You can get a shell via the cf ssh command, which lets you securely log in to an application instance where you can perform debugging, environment inspection, and other tasks.

Debugging tips

Configure your shell: If you’re trying to debug your app, you’ll need to configure your session to match your application’s environment by running /tmp/lifecycle/shell.

Interact with services: You can interact directly with the services bound to your application via port forwarding (described under “Configure Your SSH Tunnel”). This allows you to access those services using native clients on your local machine. The Service Connect plugin makes this even easier.
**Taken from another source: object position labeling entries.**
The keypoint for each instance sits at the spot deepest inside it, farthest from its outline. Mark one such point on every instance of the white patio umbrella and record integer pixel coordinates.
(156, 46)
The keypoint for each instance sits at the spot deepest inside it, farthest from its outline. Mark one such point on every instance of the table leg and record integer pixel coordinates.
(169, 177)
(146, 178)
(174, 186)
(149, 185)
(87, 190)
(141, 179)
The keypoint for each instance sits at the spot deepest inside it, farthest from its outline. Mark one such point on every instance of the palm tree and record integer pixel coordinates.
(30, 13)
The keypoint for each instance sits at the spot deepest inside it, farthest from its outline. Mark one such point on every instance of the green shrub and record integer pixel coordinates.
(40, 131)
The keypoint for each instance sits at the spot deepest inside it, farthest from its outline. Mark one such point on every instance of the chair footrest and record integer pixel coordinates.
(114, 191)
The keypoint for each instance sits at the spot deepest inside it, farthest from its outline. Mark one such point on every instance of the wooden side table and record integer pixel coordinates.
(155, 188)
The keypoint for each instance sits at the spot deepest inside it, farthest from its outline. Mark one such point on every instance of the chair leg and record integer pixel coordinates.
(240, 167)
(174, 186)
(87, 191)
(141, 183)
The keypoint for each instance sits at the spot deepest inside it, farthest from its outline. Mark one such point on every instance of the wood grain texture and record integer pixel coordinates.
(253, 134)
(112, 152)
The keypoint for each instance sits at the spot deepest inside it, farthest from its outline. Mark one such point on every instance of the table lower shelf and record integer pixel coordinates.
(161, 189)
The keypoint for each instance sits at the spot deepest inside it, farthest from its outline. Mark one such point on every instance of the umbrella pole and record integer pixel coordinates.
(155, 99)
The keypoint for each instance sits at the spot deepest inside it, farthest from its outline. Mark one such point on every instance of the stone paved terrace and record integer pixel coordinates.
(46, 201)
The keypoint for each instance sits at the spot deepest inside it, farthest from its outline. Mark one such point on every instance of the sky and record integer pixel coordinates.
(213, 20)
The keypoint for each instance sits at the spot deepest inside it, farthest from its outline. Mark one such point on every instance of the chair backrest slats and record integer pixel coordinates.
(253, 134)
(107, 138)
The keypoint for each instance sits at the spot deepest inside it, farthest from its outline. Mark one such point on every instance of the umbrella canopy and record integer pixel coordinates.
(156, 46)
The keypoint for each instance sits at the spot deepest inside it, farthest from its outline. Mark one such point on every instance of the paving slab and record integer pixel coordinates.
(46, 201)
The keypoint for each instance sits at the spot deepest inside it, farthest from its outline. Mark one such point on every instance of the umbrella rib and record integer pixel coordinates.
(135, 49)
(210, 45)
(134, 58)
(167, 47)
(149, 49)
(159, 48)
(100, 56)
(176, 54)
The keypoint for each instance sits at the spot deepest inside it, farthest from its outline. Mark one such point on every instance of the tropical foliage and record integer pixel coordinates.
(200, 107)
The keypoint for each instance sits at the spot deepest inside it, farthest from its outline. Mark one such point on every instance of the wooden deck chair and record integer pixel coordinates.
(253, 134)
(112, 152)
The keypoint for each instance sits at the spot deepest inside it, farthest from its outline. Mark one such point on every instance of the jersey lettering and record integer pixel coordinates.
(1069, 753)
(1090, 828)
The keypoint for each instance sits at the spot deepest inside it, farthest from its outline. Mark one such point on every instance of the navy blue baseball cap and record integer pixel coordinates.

Connect to a crashing app: You may be trying to determine why your application keeps crashing, but it doesn’t stay up long enough for an SSH session. This happens because Cloud Foundry detects when an application fails the “health check” (typically by connecting to a TCP port), then recreates the container and runs the start command again. To determine why your start command is failing, you can override the start command and the health check with:

cf push -u process -c "sleep 600" ... [your other push options]

This overrides the port health check with the process check, and sets the start command to just sleep. That will give you 10 minutes to cf ssh and inspect your container.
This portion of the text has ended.